Henchman law for vote fraud?
David Brin, whom I debated on the topic of Transparency yesterday, has been putting forward for some time the general idea of a henchman's amnesty law. Namely that, in the event of a criminal conspiracy, the first underling who whistle-blows can get some level of amnesty, witness protection and/or cash reward. A serious reward, in the millions. Such a rule would make it harder to pick henchmen, since in effect you're making them a millionaire if they turn on you.
Indeed, you have to worry that the very reason they might be joining you so easily is they plan to rat you out for the millions.
We have had a program for whistleblowers on companies that try to cheat the government, with some success, but I might suggest a good place to try a henchman law would be vote fraud. Combined with very stiff penalties (including life in prison for major vote fraud, which is effectively a coup d'etat) this should keep the conspiracies small, and less powerful.
Howoever, hacking of voting machines at the factory is a special type of vote fraud which could be done by a very few conspirators for a big result, so we still need voter verified ballots.
Of late, I've become curious about how readily we could, using certain encryption techniques, design a ballot system which would let you change or repudiate an already cast ballot, but still preserves the important principles of secret ballot. As you might guess, that's a challenge, since it seems inherent that if you can reverse a ballot you can know what it is. But it's possible some blinding algorithms might allow this.
Another option for mail-in ballots would be to provide each mail-in voter with two or more mail-in ballots. The ballots would be marked with a code, such as a red or green sticker. The voter would be told, through a secure and in-person channel, that one of the ballots is real and the others false. They must remember the colour of the true ballot. If they send in the ballot of the wrong colour, it also contains an encoded number that only the counting office is able to tell tags it as a bad ballot (and a sign of attempted voter coercion.)
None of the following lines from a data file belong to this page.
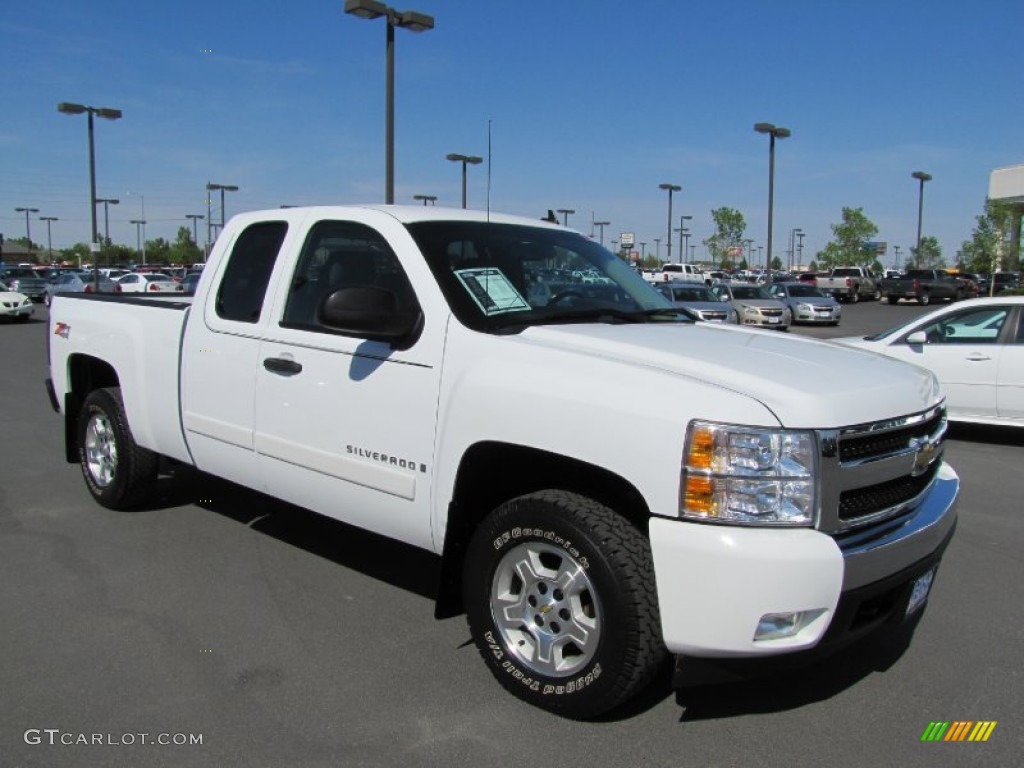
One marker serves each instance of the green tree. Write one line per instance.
(184, 250)
(981, 253)
(929, 256)
(726, 244)
(158, 251)
(849, 244)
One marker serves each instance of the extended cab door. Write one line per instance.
(345, 425)
(220, 352)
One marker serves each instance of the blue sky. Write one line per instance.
(590, 104)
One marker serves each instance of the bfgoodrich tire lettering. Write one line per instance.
(117, 471)
(561, 603)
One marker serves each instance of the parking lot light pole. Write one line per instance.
(223, 188)
(682, 231)
(465, 160)
(414, 22)
(138, 238)
(922, 177)
(28, 227)
(70, 108)
(195, 219)
(49, 242)
(107, 216)
(671, 188)
(773, 132)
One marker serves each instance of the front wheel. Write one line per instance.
(117, 471)
(560, 599)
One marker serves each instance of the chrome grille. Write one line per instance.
(873, 472)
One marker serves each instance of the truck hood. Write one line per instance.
(805, 383)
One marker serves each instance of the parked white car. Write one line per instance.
(14, 305)
(754, 305)
(976, 349)
(147, 283)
The vote-coercer might have you send in all your ballots. One defence would be to have this void your vote. This allows vote coercers to use force or money to stop people from voting (which they already can do) but not to vote a particular way. Combined with my plan for secure internet voting it could allow one half of the secret ballot equation with votes cast over the internet.
Should we be able to perfect this, by finding a means for an audit trail on internet voting, this would, aside from saving much money, eliminate the problems of lines at the polls.